I am one of those people who always give advice—solicited or not. And now at law school, I actually found a position where I am paid to advise people about everything ranging from studying for finals to handling long distance relationships. The most ironic part of my position has become the fact that the advice that I give the most is the thing that I do not follow. I am a pro at telling people not to stress about finding a job (it will be ok, everyone finds something, things always works out), but I never do it myself.
I am currently starting the process of applying for judicial clerkships for after graduation. Partly because I know it would be a great experience, partly because I am a masochist. Writing cover letters, trying to stand out amongst thousands of applicants who are probably exactly like me, figuring out where to apply--it brings back bad flashbacks of the Fall Recruitment process that I sort of participated in last year.
At first I was a little overwhelmed. I thought I started too late, I thought I didn’t have enough time, I thought my GPA was good but not amazing, I thought about how I should have done a judicial externship after my first year, I thought about how much I hate writing cover letters… I just thought too much about everything.
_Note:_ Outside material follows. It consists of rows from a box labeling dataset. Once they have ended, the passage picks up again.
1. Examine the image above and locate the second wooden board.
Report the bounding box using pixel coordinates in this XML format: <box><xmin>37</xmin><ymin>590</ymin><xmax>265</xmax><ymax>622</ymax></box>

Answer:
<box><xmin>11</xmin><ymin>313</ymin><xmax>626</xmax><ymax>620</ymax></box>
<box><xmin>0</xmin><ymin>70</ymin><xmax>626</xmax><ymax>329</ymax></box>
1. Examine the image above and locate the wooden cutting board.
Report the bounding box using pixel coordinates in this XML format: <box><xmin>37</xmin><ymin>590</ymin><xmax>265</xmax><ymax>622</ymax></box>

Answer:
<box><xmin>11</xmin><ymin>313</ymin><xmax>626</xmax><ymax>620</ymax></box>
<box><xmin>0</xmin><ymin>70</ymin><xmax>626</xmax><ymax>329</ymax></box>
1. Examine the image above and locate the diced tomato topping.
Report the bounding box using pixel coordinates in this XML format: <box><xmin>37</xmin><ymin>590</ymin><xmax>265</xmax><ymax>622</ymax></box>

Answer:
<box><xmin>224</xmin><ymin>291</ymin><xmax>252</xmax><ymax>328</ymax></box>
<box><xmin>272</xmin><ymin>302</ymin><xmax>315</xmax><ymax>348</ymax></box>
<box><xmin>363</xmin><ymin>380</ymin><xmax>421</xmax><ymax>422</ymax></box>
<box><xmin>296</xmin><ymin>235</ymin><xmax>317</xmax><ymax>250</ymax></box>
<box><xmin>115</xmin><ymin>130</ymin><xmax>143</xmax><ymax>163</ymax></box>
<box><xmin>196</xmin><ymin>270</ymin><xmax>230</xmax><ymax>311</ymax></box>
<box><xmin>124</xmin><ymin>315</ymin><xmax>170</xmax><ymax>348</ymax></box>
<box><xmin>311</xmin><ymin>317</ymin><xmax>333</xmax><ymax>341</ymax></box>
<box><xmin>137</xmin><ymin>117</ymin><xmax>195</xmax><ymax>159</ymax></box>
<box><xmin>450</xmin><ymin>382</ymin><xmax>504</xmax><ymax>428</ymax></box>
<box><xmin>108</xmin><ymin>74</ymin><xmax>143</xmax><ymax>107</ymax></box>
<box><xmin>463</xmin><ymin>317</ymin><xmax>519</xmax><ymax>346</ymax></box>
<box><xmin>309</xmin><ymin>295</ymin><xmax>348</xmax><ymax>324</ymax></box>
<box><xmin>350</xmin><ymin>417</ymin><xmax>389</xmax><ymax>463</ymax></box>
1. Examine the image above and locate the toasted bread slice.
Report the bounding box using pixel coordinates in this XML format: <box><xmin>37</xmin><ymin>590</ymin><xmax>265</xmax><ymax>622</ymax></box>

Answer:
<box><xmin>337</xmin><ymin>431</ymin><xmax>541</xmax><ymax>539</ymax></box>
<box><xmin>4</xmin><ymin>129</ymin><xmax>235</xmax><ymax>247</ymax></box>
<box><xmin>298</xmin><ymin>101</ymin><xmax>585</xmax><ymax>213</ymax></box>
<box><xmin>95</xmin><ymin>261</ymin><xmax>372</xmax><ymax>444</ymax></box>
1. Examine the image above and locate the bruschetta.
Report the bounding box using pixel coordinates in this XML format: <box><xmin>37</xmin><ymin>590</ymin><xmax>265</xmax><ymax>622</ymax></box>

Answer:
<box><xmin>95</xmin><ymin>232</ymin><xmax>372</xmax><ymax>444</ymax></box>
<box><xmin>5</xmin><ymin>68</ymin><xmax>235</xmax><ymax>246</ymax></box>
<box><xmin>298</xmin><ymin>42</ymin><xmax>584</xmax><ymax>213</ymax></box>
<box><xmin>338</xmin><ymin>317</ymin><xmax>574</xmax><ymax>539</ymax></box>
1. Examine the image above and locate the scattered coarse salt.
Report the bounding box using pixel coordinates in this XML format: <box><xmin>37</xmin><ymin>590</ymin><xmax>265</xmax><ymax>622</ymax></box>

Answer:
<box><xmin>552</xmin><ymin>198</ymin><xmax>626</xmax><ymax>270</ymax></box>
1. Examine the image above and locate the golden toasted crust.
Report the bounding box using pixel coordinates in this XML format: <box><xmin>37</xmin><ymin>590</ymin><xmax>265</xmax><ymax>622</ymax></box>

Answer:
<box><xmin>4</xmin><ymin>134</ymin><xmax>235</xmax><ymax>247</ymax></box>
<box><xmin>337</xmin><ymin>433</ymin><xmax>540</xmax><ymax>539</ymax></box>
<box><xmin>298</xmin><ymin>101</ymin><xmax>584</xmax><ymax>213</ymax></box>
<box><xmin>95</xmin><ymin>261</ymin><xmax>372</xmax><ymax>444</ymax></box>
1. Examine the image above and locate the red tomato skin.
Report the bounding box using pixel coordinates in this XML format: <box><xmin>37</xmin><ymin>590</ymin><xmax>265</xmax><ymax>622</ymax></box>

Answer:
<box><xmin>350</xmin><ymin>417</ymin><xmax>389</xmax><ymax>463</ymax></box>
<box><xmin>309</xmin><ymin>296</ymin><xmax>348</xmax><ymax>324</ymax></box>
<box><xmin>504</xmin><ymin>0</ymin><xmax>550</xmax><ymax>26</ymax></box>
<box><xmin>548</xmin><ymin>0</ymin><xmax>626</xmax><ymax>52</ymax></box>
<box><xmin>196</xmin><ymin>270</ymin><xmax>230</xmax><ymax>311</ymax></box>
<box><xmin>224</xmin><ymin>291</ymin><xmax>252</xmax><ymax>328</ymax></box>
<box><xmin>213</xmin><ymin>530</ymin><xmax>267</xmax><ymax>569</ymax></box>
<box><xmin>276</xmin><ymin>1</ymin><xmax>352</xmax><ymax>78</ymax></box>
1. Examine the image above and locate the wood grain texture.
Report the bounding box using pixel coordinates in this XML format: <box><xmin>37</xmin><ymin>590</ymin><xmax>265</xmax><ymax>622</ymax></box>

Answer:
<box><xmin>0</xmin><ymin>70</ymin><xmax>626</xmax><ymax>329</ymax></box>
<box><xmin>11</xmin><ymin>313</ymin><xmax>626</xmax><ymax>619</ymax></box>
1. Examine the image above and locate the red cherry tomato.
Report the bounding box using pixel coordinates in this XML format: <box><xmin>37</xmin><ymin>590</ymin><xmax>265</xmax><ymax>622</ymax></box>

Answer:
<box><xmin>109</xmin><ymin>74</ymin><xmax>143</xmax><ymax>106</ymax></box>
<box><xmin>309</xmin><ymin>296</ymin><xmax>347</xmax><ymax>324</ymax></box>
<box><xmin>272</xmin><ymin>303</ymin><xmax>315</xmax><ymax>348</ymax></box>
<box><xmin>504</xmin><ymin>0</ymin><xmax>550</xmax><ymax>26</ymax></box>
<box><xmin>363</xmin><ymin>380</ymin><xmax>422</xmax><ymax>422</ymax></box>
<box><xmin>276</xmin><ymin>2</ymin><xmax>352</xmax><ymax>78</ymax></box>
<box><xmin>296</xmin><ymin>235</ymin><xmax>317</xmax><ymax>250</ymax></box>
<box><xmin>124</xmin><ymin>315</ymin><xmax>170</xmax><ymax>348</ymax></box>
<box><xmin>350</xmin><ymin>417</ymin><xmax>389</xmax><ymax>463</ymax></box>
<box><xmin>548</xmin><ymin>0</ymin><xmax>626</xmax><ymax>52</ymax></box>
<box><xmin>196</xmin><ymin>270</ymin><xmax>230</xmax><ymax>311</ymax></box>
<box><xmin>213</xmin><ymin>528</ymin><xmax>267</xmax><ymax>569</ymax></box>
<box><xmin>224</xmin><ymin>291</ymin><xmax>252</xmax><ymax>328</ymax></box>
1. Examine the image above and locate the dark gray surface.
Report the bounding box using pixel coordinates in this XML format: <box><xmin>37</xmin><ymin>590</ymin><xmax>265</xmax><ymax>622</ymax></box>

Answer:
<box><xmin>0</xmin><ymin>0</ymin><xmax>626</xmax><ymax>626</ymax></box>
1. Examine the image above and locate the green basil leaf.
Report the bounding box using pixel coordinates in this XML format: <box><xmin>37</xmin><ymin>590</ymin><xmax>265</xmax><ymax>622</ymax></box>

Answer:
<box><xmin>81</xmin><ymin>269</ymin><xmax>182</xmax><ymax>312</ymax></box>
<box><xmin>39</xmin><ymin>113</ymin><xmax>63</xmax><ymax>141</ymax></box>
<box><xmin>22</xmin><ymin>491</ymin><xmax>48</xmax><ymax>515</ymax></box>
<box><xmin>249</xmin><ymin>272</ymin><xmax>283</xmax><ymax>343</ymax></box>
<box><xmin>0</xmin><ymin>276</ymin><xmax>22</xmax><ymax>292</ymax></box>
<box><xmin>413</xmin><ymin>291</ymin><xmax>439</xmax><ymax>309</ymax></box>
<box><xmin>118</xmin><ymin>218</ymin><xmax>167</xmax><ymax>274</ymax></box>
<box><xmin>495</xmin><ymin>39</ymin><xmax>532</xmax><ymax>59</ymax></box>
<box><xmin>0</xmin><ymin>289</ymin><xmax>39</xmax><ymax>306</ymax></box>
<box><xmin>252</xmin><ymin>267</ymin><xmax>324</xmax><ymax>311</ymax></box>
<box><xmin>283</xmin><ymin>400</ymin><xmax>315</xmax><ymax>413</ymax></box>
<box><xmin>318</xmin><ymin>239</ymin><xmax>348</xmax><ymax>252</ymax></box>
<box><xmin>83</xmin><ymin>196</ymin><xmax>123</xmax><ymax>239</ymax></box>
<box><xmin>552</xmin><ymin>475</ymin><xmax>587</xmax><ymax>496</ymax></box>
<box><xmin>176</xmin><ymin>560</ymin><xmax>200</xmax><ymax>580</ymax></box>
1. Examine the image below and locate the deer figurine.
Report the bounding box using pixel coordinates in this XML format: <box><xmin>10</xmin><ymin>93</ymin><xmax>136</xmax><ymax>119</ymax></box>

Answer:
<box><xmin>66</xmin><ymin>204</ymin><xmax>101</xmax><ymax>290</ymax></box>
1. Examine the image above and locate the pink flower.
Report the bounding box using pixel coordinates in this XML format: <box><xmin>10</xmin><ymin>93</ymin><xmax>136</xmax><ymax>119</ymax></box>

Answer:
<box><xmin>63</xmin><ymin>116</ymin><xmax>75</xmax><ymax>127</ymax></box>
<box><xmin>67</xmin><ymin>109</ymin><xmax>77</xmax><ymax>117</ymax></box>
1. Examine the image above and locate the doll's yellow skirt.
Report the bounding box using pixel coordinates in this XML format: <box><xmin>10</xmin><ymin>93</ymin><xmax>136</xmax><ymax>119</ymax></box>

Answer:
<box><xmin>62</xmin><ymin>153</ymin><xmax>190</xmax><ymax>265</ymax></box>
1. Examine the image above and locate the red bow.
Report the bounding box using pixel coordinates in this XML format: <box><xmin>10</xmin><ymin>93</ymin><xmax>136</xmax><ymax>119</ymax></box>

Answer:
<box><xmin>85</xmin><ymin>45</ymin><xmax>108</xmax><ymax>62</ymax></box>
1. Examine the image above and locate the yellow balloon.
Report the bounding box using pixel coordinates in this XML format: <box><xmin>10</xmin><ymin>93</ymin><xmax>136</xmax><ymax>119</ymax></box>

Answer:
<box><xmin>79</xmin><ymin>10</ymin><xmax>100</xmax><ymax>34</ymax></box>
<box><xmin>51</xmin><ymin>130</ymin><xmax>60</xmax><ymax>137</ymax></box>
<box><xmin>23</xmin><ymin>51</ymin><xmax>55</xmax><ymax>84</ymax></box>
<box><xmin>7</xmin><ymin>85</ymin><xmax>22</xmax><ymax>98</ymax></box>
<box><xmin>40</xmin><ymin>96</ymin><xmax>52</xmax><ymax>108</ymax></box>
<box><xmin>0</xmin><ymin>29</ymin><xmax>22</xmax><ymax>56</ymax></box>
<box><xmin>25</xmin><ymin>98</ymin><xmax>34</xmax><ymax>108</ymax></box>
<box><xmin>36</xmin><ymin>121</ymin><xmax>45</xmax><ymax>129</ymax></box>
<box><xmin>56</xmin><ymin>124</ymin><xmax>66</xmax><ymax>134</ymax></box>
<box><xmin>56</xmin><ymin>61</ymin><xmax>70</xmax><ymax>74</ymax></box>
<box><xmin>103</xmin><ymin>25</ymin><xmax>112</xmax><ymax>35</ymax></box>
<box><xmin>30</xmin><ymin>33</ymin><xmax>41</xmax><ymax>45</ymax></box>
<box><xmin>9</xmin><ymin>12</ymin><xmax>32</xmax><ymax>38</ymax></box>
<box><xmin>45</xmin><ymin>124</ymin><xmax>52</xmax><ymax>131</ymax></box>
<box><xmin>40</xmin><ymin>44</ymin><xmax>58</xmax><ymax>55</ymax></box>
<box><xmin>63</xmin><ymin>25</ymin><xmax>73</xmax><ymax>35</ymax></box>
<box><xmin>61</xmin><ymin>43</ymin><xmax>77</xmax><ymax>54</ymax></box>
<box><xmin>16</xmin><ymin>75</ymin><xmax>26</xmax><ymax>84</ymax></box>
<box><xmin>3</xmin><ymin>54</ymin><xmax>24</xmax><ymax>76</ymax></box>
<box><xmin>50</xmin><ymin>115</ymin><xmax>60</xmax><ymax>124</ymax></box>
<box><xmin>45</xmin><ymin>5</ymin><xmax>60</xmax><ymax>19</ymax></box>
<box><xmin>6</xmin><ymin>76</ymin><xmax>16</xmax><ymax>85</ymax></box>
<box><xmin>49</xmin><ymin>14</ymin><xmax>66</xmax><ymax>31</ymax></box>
Now that I have all my references lined up and talked to the clerkship counselor at my school, everything seems more manageable and I feel a lot better. Who knows if I will land my dream clerkship, or any. But seeing as how I’ve fared pretty decently in the continuous applications cycles that I have participated in for, what seems like the last decade of my life, I am telling myself: Don’t stress. It will be ok. Everyone finds something. Things always works out.I might be reciting this a lot soon.